This prize, namend after the distinguished historian Radomír Luža, was initiated 2012 by by the American Friends of the Documentation Center of Austrian Resistance and Center Austria: the Austrian Marshall Plan Center for European Studies of the University of New Orleans. After a startup financing by the University of New Orleans, a subsidy given by the Austrian Future Funds secured the awarding of an annual prize of $1,000 for several years. Since 2020 this prize has been hosted by the German Studies Association.
The prize is named after Radomír Luža, who was professor for European and German history at Tulane University, New Orleans, for more than 25 years. He had published the first academic studies about Nazi persecution and resistance in Austria: “Austro-German Relations in the Anschluss Era” (1975) and “The resistance in Austria, 1938-1945” (1984).
The awarding ceremony is part of the annual conferences of the German Studies Association. It is one of the prizes awarded during the banquet of the organization which took place this year on 6 October at Le Centre Sheraton Montreal.
This year’s prize was awarded to Brett E. Sterling for his book “Hermann Broch and Mass Hysteria. Theory and Representation in the Age of Extremes”.

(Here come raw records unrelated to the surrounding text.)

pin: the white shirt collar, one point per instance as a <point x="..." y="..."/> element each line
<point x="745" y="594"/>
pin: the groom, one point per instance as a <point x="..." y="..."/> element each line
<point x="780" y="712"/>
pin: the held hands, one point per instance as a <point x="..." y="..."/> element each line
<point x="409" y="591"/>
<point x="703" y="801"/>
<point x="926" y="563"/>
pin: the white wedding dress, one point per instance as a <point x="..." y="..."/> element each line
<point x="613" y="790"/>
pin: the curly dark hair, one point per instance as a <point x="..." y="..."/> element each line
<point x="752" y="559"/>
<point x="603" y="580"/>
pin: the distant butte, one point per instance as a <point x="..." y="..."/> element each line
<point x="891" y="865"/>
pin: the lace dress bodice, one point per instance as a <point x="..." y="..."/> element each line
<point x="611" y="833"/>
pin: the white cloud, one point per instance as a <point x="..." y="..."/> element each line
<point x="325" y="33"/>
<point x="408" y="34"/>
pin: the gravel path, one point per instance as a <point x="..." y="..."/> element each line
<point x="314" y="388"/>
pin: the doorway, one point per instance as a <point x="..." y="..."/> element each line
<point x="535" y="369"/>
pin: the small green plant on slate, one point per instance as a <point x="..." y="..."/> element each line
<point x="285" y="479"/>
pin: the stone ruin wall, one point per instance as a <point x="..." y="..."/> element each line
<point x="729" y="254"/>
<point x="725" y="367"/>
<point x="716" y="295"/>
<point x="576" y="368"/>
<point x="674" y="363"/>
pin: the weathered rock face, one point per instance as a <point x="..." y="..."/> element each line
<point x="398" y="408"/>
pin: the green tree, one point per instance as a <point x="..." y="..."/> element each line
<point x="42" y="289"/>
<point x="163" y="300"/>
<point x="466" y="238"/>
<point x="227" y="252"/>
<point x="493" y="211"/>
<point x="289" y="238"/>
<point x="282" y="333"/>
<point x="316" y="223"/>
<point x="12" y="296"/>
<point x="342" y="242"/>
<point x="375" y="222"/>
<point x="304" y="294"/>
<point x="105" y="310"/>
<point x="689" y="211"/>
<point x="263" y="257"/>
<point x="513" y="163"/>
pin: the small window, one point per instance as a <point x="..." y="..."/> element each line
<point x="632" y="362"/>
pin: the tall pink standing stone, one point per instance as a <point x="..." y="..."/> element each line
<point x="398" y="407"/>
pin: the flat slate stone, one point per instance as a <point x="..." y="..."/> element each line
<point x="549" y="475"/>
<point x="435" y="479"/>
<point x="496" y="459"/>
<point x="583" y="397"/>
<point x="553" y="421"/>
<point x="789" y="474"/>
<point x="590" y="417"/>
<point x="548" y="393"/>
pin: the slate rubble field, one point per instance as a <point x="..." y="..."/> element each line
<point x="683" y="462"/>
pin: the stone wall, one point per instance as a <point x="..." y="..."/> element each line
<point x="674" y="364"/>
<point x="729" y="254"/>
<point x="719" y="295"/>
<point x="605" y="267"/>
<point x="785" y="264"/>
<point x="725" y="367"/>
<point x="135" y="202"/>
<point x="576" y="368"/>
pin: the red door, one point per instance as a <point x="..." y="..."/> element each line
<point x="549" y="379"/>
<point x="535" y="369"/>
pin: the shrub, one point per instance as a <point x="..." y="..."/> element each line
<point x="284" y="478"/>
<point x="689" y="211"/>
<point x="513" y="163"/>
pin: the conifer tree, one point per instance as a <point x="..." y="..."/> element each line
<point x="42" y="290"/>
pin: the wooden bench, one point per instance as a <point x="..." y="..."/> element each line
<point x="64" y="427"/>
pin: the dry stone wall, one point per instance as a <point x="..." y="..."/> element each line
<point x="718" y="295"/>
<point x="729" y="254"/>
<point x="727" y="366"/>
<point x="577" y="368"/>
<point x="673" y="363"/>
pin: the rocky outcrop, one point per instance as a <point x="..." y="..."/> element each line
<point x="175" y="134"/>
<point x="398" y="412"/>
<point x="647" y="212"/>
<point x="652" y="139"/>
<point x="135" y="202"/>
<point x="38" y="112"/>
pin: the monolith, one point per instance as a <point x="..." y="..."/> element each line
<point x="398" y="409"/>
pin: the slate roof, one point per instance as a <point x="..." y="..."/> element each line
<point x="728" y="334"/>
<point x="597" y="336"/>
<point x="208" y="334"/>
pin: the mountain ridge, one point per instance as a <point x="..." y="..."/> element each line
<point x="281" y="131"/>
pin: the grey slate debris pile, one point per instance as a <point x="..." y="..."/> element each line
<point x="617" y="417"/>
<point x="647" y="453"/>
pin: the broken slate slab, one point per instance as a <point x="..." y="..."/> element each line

In his laudatory speech Andreas Kranebitter, director of the DÖW, quoted from the motivation of the Luza Prize Committee of the American Friends of the Documentation Center of Austrian Resistance:
‘Brett E. Sterling’s book is an innovative volume on the work of Austrian writer Hermann Broch (born 1886 in Vienna, died 1951 in New Haven, CT). His analysis convincingly contextualizes Broch’s forgotten manuscript not only within the author’s oeuvre as a whole, but also within the sociological literature on “the mass”. Noteworthy as well is the book’s scholarly accuracy. By including the writings of Gustave Le Bon, Theodor Geiger, Sigmund Freud, and others in his analysis, Sterling also exposes the scope and the limits of Broch’s innovativeness. He also attempts, albeit cautiously, to update Broch’s analyses for the Trump phenomenon. The work, also due to its stylistic brilliance, was unanimously rated as absolutely worthy of distinction by the reviewers and the Prize Committee.’